It is cliché, but being a leader can be challenging.  Many people depend on their leader and the leader depends on many people to achieve goals for the organization.  Motivating people is an interesting process.  It is challenging to motivate staff to participate in activities that are difficult, not interesting, or do not directly affect patient care. I feel that being a nursing leader is more challenging than many other leadership positions.  You ask why that is?  A nursing leader is not only responsible for their own staff and departmental issues, but they are also responsible for coordinating interactions with other departments (professional and non-professional) within the organization.  Nursing leaders are also responsible for all of the patient care direct and indirect.  According to Donna Cardillo, “Manager is a title and leader is an attribute” (Nursing Spectrum 2004).  Warren Bennis was quoted by Donna Hewett as saying, “A manager does things right and a leader does the right things”  (Modern Medicine 2007).  A manager is behind the staff pushing and a leader is in front of the staff setting an example.  A leader cannot be afraid of change, confrontation or failure.  A good leader knows how to “fail forward”.  This means that if you fail, make adjustments to where you are still moving forward and making progress.  The number one attribute for a good leader is respect.  Earn respect (don’t demand) and be respectful of others.  You can disagree and be respectful.  Tim Porter O’Grady was quoted by Susan O. Valentine in a University of Arizona article, “Motivate leadership from the bottom up…develop staff self direction rather than giving direction” (Nursing Leadership and The New Nurse).  He also wrote that “10% of unit-level decisions should belong to management” (O’Grady 2006).  A majority of the time if the front line staff is presented with a challenge or issue, the staff will brainstorm and solve the problem.  This helps the staff to become more engaged in the departmental challenges and goals.  Now the department has a multifaceted leadership structure.  Face it, a vast majority of the employees in healthcare want to do what is best.  We as leaders just have to communicate to the staff what the goals are.  The staff will make the goal a reality by incorporating  decisions into their daily work processes.

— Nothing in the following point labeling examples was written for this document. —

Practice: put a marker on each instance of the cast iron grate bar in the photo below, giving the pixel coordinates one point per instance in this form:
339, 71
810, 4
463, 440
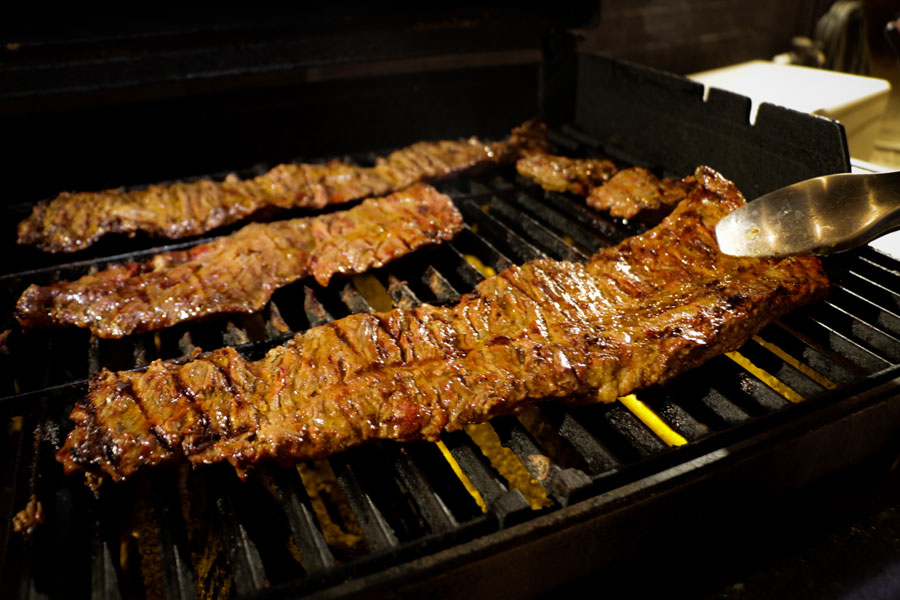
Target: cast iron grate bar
174, 559
505, 237
854, 354
596, 456
782, 371
562, 224
468, 242
249, 571
753, 394
606, 439
436, 514
563, 485
549, 243
880, 343
294, 500
378, 533
821, 360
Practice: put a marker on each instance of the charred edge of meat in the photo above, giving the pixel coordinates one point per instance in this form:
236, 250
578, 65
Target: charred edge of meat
238, 273
562, 174
74, 221
635, 315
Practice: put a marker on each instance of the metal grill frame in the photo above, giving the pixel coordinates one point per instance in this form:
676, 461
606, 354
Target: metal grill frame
510, 550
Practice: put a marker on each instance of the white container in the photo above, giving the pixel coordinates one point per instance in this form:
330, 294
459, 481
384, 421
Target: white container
857, 102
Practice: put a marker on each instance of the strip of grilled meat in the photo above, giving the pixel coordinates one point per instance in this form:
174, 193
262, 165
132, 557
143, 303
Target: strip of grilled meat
73, 221
635, 315
636, 191
627, 193
562, 174
239, 272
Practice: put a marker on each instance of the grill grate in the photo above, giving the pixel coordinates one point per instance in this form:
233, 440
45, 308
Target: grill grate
178, 531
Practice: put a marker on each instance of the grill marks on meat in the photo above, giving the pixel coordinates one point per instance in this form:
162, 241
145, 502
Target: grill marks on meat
637, 191
562, 174
73, 221
635, 315
239, 272
627, 193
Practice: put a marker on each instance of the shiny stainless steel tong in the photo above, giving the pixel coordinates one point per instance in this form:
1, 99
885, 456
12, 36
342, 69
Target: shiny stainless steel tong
823, 215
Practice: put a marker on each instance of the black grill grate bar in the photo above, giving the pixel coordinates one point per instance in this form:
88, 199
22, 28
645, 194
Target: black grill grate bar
850, 353
680, 420
316, 313
781, 370
605, 228
104, 578
549, 243
563, 485
510, 242
401, 294
294, 500
744, 387
468, 242
439, 286
177, 577
629, 429
354, 301
432, 508
875, 290
75, 269
562, 224
72, 269
379, 535
865, 309
721, 407
595, 455
474, 466
868, 336
819, 359
877, 267
249, 572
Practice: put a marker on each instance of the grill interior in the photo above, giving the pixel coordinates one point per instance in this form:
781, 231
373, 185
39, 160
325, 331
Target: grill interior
375, 513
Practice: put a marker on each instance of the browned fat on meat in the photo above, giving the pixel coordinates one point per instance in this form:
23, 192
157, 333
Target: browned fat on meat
636, 191
562, 174
635, 315
627, 193
238, 273
73, 221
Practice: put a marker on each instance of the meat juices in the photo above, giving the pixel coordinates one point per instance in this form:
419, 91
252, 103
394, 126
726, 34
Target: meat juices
634, 315
238, 273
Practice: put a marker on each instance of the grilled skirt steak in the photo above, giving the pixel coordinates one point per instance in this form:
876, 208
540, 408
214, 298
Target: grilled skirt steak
627, 193
635, 315
73, 221
562, 174
638, 192
239, 272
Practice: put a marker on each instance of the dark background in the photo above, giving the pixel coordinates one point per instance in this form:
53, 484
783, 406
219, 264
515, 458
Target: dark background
102, 100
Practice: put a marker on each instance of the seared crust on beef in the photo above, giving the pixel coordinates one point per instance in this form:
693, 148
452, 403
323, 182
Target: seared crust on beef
627, 193
635, 315
239, 272
562, 174
73, 221
637, 191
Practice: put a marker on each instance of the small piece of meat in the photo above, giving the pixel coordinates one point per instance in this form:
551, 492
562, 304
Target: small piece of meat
635, 315
74, 221
561, 174
238, 273
637, 191
27, 520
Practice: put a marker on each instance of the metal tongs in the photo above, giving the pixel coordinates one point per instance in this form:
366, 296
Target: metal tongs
823, 215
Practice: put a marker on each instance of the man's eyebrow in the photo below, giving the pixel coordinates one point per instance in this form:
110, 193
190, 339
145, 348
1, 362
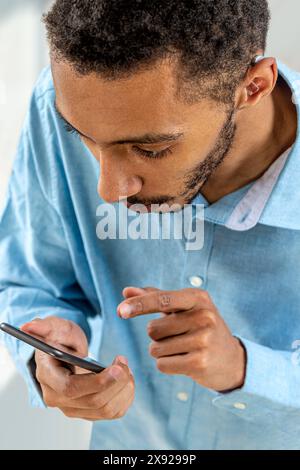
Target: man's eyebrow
149, 138
67, 122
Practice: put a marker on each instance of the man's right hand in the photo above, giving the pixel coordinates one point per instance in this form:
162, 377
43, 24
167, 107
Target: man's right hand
104, 396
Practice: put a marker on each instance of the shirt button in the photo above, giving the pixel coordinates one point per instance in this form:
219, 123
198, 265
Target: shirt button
240, 406
182, 396
196, 281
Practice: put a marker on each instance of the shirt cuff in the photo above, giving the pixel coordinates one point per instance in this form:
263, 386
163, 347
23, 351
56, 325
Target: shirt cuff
23, 356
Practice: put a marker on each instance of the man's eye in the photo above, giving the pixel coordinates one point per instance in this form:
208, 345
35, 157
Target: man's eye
151, 154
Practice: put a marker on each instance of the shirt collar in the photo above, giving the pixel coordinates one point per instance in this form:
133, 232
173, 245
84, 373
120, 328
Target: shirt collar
273, 199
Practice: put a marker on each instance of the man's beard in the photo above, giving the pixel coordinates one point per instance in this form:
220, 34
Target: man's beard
199, 175
196, 178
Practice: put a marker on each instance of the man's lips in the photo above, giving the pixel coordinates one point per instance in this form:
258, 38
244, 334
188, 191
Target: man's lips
139, 206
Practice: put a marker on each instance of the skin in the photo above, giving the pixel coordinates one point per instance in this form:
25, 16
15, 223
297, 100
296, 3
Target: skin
191, 337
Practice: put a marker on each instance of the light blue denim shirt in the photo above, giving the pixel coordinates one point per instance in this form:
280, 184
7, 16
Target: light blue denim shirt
53, 263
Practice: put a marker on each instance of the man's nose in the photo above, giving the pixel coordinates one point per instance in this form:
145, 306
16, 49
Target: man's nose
116, 185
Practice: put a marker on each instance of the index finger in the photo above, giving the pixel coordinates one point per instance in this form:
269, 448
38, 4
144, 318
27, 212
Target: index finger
162, 301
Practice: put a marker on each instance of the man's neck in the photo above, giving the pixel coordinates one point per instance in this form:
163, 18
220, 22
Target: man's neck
263, 134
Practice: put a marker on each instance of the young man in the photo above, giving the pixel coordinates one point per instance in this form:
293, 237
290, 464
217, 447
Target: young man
168, 103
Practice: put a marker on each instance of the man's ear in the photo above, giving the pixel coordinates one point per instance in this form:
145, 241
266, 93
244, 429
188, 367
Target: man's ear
260, 82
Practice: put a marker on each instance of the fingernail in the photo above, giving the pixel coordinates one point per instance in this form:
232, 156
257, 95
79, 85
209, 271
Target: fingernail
116, 372
123, 360
126, 310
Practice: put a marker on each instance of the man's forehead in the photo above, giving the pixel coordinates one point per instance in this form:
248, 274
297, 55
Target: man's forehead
156, 84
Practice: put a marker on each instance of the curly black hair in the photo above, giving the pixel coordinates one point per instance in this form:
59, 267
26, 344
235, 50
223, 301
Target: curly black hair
210, 39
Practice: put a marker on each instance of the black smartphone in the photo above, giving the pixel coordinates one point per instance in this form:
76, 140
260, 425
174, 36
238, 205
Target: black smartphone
60, 353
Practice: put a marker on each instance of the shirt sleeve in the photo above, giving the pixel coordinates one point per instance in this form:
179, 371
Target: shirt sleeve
270, 394
37, 278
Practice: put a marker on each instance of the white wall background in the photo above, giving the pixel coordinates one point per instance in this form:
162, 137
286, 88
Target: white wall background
22, 55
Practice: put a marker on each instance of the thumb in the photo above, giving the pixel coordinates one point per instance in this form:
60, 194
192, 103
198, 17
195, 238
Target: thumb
123, 361
37, 326
60, 331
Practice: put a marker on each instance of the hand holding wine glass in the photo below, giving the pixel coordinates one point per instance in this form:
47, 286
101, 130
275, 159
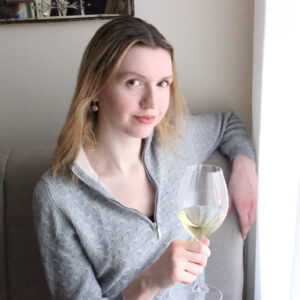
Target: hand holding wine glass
202, 204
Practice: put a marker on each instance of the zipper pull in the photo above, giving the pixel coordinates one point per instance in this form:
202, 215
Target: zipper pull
158, 230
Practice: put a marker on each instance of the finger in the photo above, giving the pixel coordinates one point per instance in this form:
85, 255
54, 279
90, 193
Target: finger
195, 246
244, 224
188, 278
229, 205
206, 241
194, 269
196, 258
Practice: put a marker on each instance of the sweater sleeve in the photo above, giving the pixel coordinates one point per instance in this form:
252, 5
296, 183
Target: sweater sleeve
68, 271
222, 131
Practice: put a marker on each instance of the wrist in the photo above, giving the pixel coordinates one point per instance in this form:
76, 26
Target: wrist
241, 161
141, 288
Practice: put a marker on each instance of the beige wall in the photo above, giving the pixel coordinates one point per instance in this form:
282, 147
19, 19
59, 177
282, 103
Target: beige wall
39, 62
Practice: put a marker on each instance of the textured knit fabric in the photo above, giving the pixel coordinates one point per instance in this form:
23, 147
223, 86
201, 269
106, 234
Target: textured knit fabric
92, 246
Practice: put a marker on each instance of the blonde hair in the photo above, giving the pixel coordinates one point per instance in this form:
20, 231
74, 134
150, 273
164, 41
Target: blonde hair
100, 61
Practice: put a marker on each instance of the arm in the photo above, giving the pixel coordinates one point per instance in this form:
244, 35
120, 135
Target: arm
242, 191
68, 271
224, 131
242, 187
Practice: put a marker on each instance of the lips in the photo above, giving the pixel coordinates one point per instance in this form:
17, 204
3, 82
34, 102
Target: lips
145, 119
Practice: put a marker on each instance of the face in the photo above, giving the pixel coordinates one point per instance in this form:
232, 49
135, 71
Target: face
137, 97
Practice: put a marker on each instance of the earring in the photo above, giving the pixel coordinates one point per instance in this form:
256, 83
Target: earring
95, 106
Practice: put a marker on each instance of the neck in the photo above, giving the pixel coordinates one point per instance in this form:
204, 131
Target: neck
118, 154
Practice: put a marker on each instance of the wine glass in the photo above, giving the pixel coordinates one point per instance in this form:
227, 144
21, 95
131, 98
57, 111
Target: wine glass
202, 204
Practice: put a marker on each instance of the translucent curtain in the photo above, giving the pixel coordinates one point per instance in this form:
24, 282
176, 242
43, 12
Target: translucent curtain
276, 108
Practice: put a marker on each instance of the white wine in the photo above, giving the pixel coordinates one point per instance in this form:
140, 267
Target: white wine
201, 221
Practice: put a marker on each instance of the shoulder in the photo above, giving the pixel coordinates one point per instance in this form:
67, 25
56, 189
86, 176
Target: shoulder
49, 191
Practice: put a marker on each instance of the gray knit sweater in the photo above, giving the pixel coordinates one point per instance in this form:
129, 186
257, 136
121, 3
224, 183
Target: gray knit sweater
92, 246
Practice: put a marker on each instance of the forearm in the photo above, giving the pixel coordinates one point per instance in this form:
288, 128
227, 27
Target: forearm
141, 288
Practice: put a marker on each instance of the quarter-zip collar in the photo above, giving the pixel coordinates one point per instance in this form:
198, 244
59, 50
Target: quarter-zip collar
85, 172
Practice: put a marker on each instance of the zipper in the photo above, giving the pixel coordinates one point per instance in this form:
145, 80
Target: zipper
135, 211
156, 190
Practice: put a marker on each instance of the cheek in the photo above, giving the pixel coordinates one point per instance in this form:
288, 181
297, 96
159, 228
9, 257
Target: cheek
164, 104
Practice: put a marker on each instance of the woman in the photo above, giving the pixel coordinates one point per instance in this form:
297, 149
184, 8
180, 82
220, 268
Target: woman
105, 213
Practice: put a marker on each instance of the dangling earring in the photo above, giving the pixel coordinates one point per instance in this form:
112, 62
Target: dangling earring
95, 106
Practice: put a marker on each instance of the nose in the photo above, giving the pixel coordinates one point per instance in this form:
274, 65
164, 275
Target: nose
149, 100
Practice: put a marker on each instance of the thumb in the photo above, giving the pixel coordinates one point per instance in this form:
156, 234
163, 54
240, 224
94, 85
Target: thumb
229, 205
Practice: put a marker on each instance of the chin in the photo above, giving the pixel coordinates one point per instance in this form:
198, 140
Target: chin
141, 134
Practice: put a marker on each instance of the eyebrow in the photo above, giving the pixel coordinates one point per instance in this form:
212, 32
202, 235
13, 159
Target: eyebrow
122, 74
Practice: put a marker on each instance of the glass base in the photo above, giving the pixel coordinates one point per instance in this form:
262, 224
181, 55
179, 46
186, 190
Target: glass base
193, 292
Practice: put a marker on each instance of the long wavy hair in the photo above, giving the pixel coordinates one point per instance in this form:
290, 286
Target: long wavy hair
100, 61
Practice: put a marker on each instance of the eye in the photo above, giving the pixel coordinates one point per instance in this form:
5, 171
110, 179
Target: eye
164, 83
133, 82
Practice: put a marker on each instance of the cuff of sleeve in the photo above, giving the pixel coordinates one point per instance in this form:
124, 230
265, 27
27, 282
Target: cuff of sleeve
242, 151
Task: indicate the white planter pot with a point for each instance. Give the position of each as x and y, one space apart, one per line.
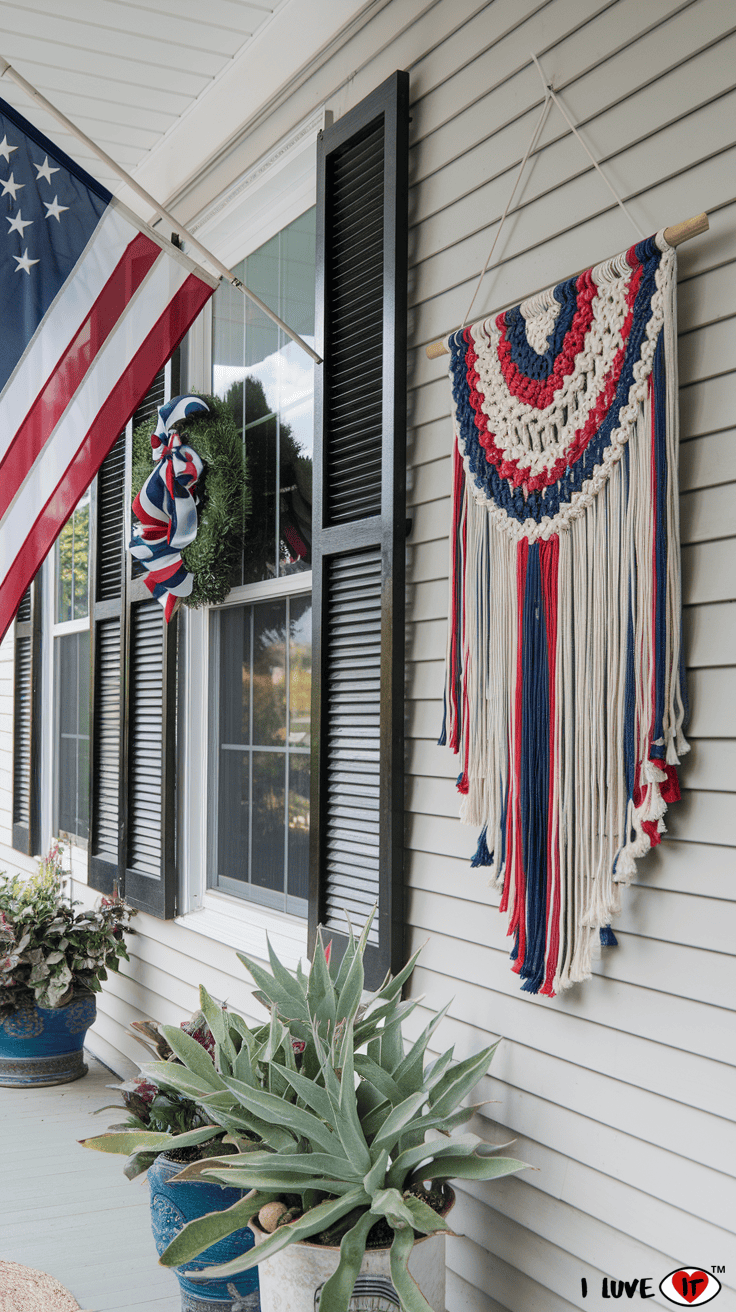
291 1279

Dr. Stephen Covey, John Maxwell, and Tim Porter O’Grady are considered to be authorities on leadership.  All are internationally known for their leadership knowledge and ability to pass on useful information to leaders.  All three of them have written many books on leadership and have simplified the steps to becoming a good leader.  Covey wrote the book Seven Habits of Highly Effective People and John Maxwell wrote The 21 Irrefutable Laws of Leadership.  O’Grady wrote Interdisciplinary Shared Governance: Integrating Practice, Transforming Healthcare.  Many organizations’ (healthcare and non-healthcare) leaders hang on every word these men write.  Are the writings evidence based?  These organizations take to heart what these men write, apply the teachings and are very successful.  So, I would say the evidence shows strongly these men are correct in their teachings.  All three teach that a goal can be achieved when everyone works together (O’Grady, shared governance),  “the sum is greater than its parts” (Covey, #6 of the 7 Habits), and “secure leaders give power to others” (Maxwell, Law of Empowerment).  In short, all three of these men are teaching and encouraging leaders to build a team, set a goal and let the team work together to make the goal become a success.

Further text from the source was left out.